Mr. Sher, 61, former owner of a Chicago realty firm, died of lung cancer Monday, Dec. 15, in his Chicago home.
After graduating from Evanston High School, Mr. Sher received a bachelor’s degree in business administration from Roosevelt University in 1966.
Intrigued by the practice of trading stocks, he became a client in 1970 of a brokerage firm that included his future wife as a broker trainee.
“We went to lunch and dinner together for eight weeks,” his wife said. They then married and settled in Chicago.
At the time, Mr. Sher was working for his family’s residential realty firm. To expand his realty experience, he left the firm and worked for several commercial Realtors before opening David S. Sher and Co. in Chicago.
He also became a friend with Jim Klutznick, a real estate developer whose children attended the same elementary school as Mr. Sher’s children.
With a deep voice, generous laugh and tall, stocky frame, Mr. Sher was a “big, teddy bear of a man,” said Klutznick. “He would growl sometimes, but those of us that knew him were never concerned.

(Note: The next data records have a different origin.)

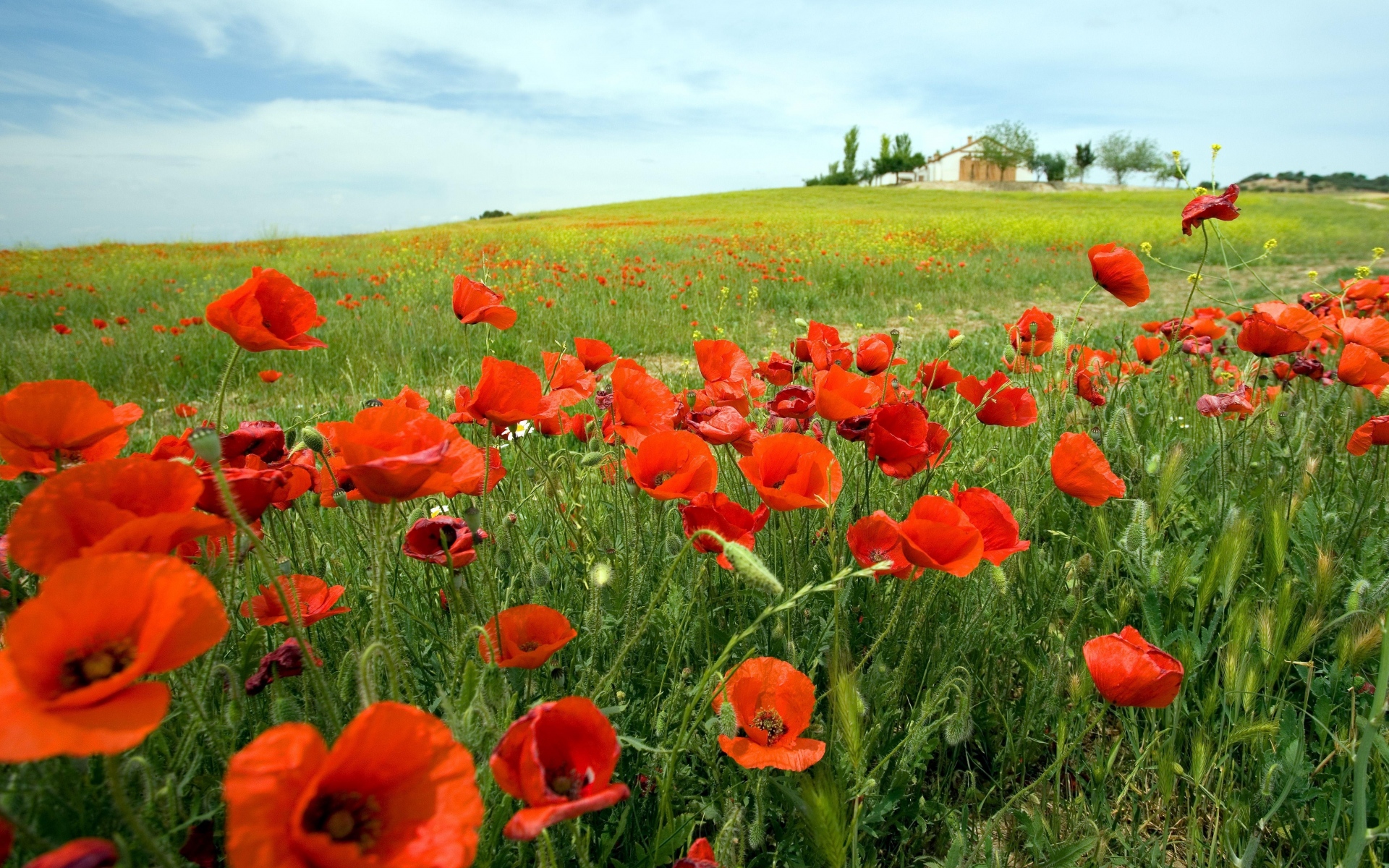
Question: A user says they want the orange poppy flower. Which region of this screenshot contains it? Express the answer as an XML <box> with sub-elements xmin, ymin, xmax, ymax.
<box><xmin>714</xmin><ymin>657</ymin><xmax>825</xmax><ymax>773</ymax></box>
<box><xmin>738</xmin><ymin>433</ymin><xmax>844</xmax><ymax>512</ymax></box>
<box><xmin>811</xmin><ymin>365</ymin><xmax>882</xmax><ymax>422</ymax></box>
<box><xmin>222</xmin><ymin>703</ymin><xmax>482</xmax><ymax>868</ymax></box>
<box><xmin>0</xmin><ymin>379</ymin><xmax>145</xmax><ymax>479</ymax></box>
<box><xmin>205</xmin><ymin>267</ymin><xmax>328</xmax><ymax>353</ymax></box>
<box><xmin>1089</xmin><ymin>242</ymin><xmax>1149</xmax><ymax>307</ymax></box>
<box><xmin>318</xmin><ymin>406</ymin><xmax>464</xmax><ymax>506</ymax></box>
<box><xmin>1336</xmin><ymin>343</ymin><xmax>1389</xmax><ymax>397</ymax></box>
<box><xmin>490</xmin><ymin>696</ymin><xmax>632</xmax><ymax>841</ymax></box>
<box><xmin>477</xmin><ymin>603</ymin><xmax>579</xmax><ymax>669</ymax></box>
<box><xmin>1051</xmin><ymin>432</ymin><xmax>1123</xmax><ymax>507</ymax></box>
<box><xmin>1008</xmin><ymin>307</ymin><xmax>1055</xmax><ymax>357</ymax></box>
<box><xmin>453</xmin><ymin>275</ymin><xmax>517</xmax><ymax>332</ymax></box>
<box><xmin>844</xmin><ymin>510</ymin><xmax>917</xmax><ymax>579</ymax></box>
<box><xmin>1085</xmin><ymin>626</ymin><xmax>1184</xmax><ymax>708</ymax></box>
<box><xmin>9</xmin><ymin>459</ymin><xmax>232</xmax><ymax>575</ymax></box>
<box><xmin>1346</xmin><ymin>415</ymin><xmax>1389</xmax><ymax>456</ymax></box>
<box><xmin>0</xmin><ymin>553</ymin><xmax>228</xmax><ymax>762</ymax></box>
<box><xmin>240</xmin><ymin>572</ymin><xmax>352</xmax><ymax>626</ymax></box>
<box><xmin>897</xmin><ymin>495</ymin><xmax>983</xmax><ymax>576</ymax></box>
<box><xmin>625</xmin><ymin>430</ymin><xmax>718</xmax><ymax>500</ymax></box>
<box><xmin>950</xmin><ymin>482</ymin><xmax>1032</xmax><ymax>566</ymax></box>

We knew he was jesting and a big smile would follow.”
After serving for three years as president of the Council for Jewish Elderly, he stepped down in 1996.
“David embraced the staff as their coach,” said Ron Weismehl, retired founding chief executive officer. “He had great skills at developing properties and was a whiz in finances, but his greatest skill was coaching the staff on problem solving and the needs of the community.
“He also was very knowledgeable on the workings of the Jewish community and had a great understanding of politics,” said Weismehl. “He used all of that to guide the organization from being small to being a very big organization.”
During his tenure, the agency, whose programs serve about 20,000 seniors, purchased a 154-unit apartment building for the elderly in Skokie, converted one floor of its nursing home into an Alzheimer’s unit and launched a pilot program with the state of Illinois to deliver in-home services to indigent clients.
Besides his wife, survivors include a son, Adam; a daughter, Jamie; his mother, Betty; a sister, Judy Balter; and a brother, Richard. Services will be held at 1 p.m. Wednesday in Anshe Emet Synagogue, 3760 N. Pine Grove Ave., Chicago.